Output: a per-leg verdict (ok / warn / block), a reason code, and the specific symbol that would end up uncovered if the close went through. UI dry-runs ask on every keystroke. Live submissions ask once at the broker handoff. Both get the same answer.

Paper trading inherited the risk engine for free. Paper is fully automated, so every simulated fill goes through the engine on its way to the position, and a flagged trade simply never happens. Live trading has an approval flow: the strategy queues an order, a human clicks Approve All, and the close path on filled positions is also UI-driven. Those two UI surfaces were never wired to the engine. I wanted them to reflect what the engine actually says.

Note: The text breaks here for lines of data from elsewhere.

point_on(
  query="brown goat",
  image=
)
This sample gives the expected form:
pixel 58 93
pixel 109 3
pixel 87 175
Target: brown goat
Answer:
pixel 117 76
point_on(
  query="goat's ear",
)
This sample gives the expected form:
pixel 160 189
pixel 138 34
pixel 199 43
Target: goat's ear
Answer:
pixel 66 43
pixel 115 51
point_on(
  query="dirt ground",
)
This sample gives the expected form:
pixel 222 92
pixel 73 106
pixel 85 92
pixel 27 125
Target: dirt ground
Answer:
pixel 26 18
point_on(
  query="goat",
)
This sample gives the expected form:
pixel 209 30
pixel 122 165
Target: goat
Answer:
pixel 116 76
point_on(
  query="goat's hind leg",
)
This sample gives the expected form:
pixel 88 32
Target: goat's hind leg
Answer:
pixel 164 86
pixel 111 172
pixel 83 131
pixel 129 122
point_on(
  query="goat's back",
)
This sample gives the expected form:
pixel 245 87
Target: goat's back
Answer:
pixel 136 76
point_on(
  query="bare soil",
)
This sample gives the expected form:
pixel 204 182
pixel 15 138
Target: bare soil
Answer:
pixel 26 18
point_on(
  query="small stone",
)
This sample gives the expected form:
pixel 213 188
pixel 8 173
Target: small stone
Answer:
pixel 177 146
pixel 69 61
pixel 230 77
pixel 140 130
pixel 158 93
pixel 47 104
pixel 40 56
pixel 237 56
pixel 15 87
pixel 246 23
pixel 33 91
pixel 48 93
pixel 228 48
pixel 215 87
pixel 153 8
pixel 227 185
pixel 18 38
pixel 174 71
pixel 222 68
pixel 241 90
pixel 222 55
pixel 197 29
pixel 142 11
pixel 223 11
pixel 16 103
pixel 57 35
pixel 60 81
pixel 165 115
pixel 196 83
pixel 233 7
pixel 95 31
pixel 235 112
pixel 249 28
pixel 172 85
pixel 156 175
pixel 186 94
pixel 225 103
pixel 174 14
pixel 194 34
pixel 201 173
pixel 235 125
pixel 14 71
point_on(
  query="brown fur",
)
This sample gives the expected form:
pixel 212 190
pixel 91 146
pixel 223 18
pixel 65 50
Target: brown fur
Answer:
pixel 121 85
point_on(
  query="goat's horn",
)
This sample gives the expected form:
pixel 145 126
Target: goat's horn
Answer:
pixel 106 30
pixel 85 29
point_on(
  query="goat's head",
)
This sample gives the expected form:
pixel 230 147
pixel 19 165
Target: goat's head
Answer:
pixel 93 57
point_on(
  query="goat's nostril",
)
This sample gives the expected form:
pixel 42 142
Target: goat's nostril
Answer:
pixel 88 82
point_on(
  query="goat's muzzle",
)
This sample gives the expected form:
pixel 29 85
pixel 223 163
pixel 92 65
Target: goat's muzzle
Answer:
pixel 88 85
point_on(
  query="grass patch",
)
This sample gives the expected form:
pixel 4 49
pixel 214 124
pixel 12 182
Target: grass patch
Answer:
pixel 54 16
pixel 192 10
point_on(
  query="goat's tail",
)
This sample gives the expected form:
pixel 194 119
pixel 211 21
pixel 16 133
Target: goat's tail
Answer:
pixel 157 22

I lifted the risk engine out of the backtester, made it stateless, and wrapped it behind an HTTP endpoint. The backtester still calls it directly. Live execution on the Node side hits it before every multi-leg order submission. The new close-leg modal pings it on every keystroke as the user adjusts contract counts. MCP tools, agents, and every future caller route through the same endpoint and receive the same verdict.

One service. One set of rules. One source of truth. Backtest verdicts and live verdicts are the same code. There is no longer a way for the UI to render a green confirm button while the engine would have said naked.

HOW THE ENGINE EVALUATES A CLOSE REQUEST CURRENT POSITIONS META 610C long · +1 contract META 655C short · −1 contract PROPOSED CLOSE META 610C close long leg only RISK ENGINE EVALUATION 1 Build spread index META 610/655 · vertical · debit 2 Simulate post-close remove +1 META 610C 3 Resulting position −1 META 655C alone 4 Naked short rule match: short call without long cap → TRIGGERED VERDICT BLOCK reason naked_short_leg leg: META 655C ⚠ META 655C orphan unbounded loss potential if META gaps up overnight

CLOSE-LEG VALIDATION · DEBIT SPREAD · ANIMATED

The validator picked up one new rule on the way through: closing the underlying that would leave a same-underlying short call without 100x share coverage. Coverage at entry already existed; close-side coverage now does too.

Twenty-six unit tests cover the cases that matter: vertical debit and credit, iron condor (block one wing, allow the full close), calendar, diagonal, straddle, strangle, covered call across four sub-cases, mixed multi-spread batches, invalid quantities, and wire-payload extra-field tolerance. Fail-closed by design: if the risk engine is unreachable, the close request returns a 503 and an alert email fires. The gate is non-optional.

Layer 3: Teach the server what a spread is.

The validator was now safe but the server side had no way to ask the question. The portfolio endpoints (getPortfolio, getSharedPortfolio, getPartialPortfolio) returned a flat list of positions with no grouping. The UI had nothing to render except a flat list.

I added a server-side spread grouper that walks every position, reads the optionMetadata.spreadId tag on each leg, and collapses tagged legs into GroupedHolding rows. The grouper is strategy-aware: bull call debit, bear put debit, iron condor, straddle, calendar, diagonal, covered call. The covered-call detector pairs long stock against same-underlying short calls when shares cover at least 100 times the absolute contract count. Twenty unit tests cover every variant. Anything the grouper doesn't recognize falls through to a single-leg row, so users never lose visibility on a position because the server didn't know the strategy name.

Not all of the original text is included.